Today would have been my late Rocky's birthday.
He would be 63 years old. He died six years ago
on November 4, 1995.
How I miss him and how my heart is still broken.
I am thankful to both Honey-Bear and Frank for coming into my life and bringing me a little happiness they have.
I still feeling lonely though. Lonely and incomplete. A part of me died when Rocky died on
November 4, 1995.
What I would have done if I had been born with two
livers. I would have sacificed one just to see him live. He died and I died with him. I should have been cremated with him as well.
I am lonely even when I am around someone. I feel
empty as well.
Rocky was my soul mate. He knew when I needed him.

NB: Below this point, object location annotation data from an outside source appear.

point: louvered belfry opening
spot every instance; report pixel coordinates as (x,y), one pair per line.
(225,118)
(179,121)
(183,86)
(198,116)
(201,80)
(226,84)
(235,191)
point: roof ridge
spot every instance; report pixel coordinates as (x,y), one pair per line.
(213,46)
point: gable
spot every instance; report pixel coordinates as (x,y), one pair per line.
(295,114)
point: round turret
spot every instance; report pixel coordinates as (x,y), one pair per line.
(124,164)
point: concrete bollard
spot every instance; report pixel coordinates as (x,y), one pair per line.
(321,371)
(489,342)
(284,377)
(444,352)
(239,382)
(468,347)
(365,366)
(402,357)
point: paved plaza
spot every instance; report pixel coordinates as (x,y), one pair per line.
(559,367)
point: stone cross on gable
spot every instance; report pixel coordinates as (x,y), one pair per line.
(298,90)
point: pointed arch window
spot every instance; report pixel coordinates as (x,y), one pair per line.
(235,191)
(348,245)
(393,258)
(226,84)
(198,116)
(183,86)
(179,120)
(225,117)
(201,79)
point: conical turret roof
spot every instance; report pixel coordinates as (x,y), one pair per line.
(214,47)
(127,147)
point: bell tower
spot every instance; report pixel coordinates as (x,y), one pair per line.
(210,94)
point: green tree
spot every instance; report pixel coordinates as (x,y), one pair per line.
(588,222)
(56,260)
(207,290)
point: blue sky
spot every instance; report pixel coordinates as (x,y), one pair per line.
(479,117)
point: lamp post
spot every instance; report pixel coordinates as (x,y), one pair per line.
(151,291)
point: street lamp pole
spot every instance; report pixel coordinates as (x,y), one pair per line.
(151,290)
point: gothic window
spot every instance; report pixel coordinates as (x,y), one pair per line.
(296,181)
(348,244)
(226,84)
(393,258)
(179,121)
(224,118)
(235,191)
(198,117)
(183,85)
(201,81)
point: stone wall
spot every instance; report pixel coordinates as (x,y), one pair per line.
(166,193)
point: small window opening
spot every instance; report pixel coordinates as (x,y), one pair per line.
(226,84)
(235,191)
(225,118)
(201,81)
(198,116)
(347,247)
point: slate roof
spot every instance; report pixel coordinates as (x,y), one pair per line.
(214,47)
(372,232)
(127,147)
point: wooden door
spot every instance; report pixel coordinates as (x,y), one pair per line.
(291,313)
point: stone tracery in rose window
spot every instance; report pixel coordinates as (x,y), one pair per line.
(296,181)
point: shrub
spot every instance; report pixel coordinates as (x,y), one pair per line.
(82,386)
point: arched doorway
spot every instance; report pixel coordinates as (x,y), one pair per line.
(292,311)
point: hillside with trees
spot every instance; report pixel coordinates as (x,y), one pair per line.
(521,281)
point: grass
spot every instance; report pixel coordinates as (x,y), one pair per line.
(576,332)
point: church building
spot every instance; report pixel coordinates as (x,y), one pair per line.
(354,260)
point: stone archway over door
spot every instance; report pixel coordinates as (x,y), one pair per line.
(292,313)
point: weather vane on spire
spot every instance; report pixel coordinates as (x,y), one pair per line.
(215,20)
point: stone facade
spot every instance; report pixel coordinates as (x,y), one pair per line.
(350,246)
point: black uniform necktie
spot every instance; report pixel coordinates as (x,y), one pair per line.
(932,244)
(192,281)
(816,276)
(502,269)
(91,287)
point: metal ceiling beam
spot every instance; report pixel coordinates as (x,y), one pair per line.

He was allways around when I needed him.
There is a huge void in my life now. An emptyiness no man can ever replace.
Honey-Bear is wonderful. My biggest fear is-is that he will find someone younger than I am and break up with me. Leaving my heart even more broken than what it is now.
He is a real pearl beyond price. I can not figure out why his ex divorced him. He has a sweet nature,
no temper, and very loving. He is an uncurable
romantic at heart. He, himself has been hurt so
much I think he is afraid to love as well.
It is a big step for one such as us to learn to love and trust again. And give our heart to someone else after we have been hurt so bad.
Frank and I have been together since 96. He and I
had something at once. But the romance and avanche
has died out of our relationship. I do not know
if we can relight the fire.
Frank and HoneyBear are very much the same.
They have the same temperaments and personalities.
Both wear their hearts openly on their sleeves.
Frank will never leave me, but one day Honeybear
may find someone else. It will leave me crushed.
I will no longer have the will to live and I will
just give in and die of a broken heart.
Not that it is not broken enough as it is. It is
Happy Birthday Dear Rocky. I am thinking of you
on this day. I miss you beloved, I miss you.
I cry even now because I miss you so.